So she sentenced each to 12 years — but thanks to the two-for-one credit for their four years of pre-sentence custody, they had less than four years remaining and were soon set free.
The judge’s optimism proved sadly misplaced.
In 2017, with just one day remaining on his parole, Woodcock was arrested in Kingston and charged with drug offences. In 2018, he was convicted of having illegal possession of 30 grams of marijuana and sentenced to time served. Last year, it was Toronto Police who arrested the 36-year-old, this time on numerous firearm and drug-related charges which are still pending.
Barnett fared no better.
In 2020, he was swept up in a Toronto Police gang investigation of the Eglinton West Crips and charged with drug offences.
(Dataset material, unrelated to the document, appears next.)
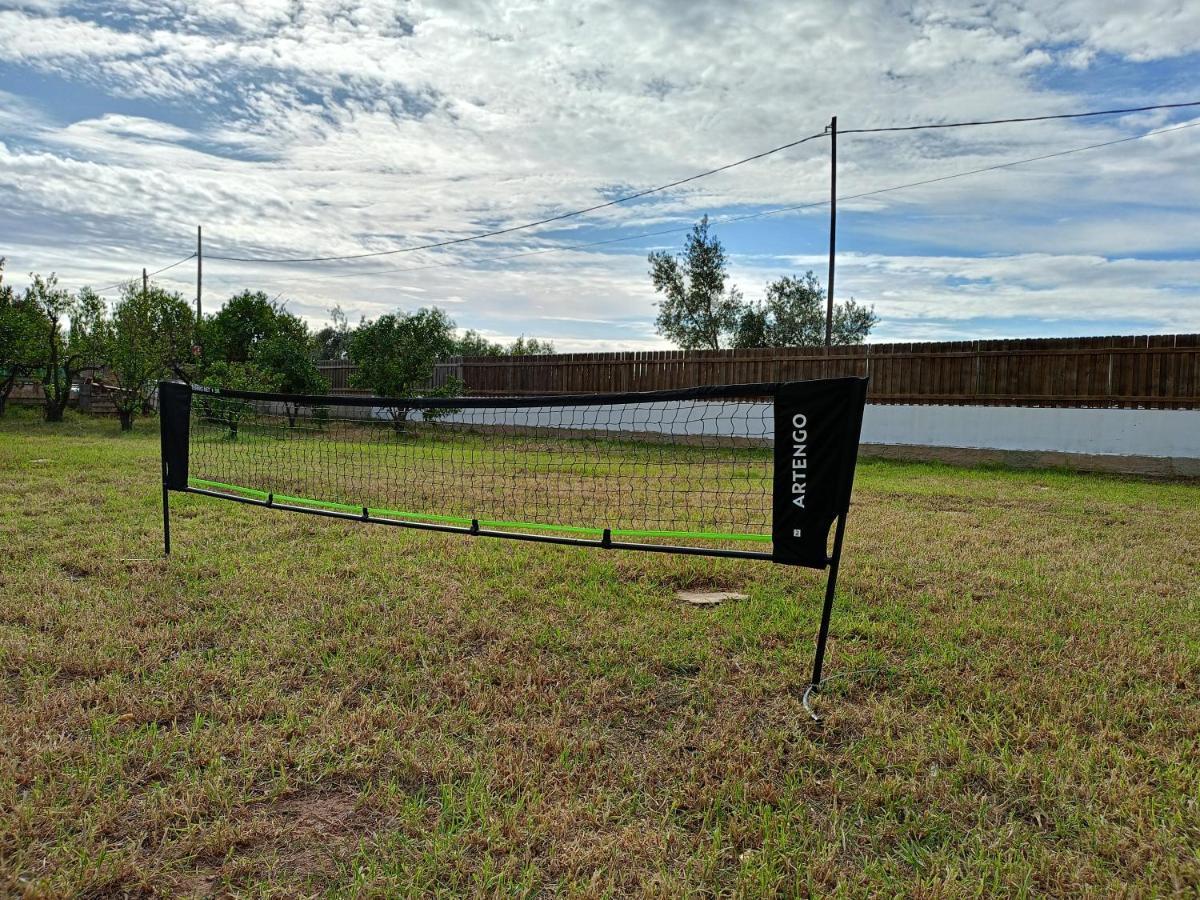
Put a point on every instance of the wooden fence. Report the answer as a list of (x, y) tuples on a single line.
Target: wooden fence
[(1146, 371)]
In July 2022, he pleaded guilty to three drug-related charges and was sentenced to three years.
Last year, despite his lifetime weapons ban, Barnett, 37, was sentenced to another 11 years in prison for firing four shots into a man’s legs in Ottawa in what the Crown described as a “revenge” shooting in April 2022.
Only Jorrell Simpson-Rowe is still safely behind bars — despite his many attempts at parole.
Simpson-Rowe was six weeks shy of his 18th birthday when he fired a 9-mm handgun several times during the shootout and wounded three people. Convicted of second-degree murder, he was sentenced as an adult to life in prison with no chance of parole for seven years.
There was no sign of any remorse. When told the shootout caused Creba’s death, he responded, “How do they know she wouldn’t have been hit by a car or something?“
In 2015, the Parole Board denied his attempt at day parole and/or full parole, finding he resorted to using violence to get what he wants.
In 2020 and again last year, they turned him down, saying he continues to be at a high risk of violent recidivism.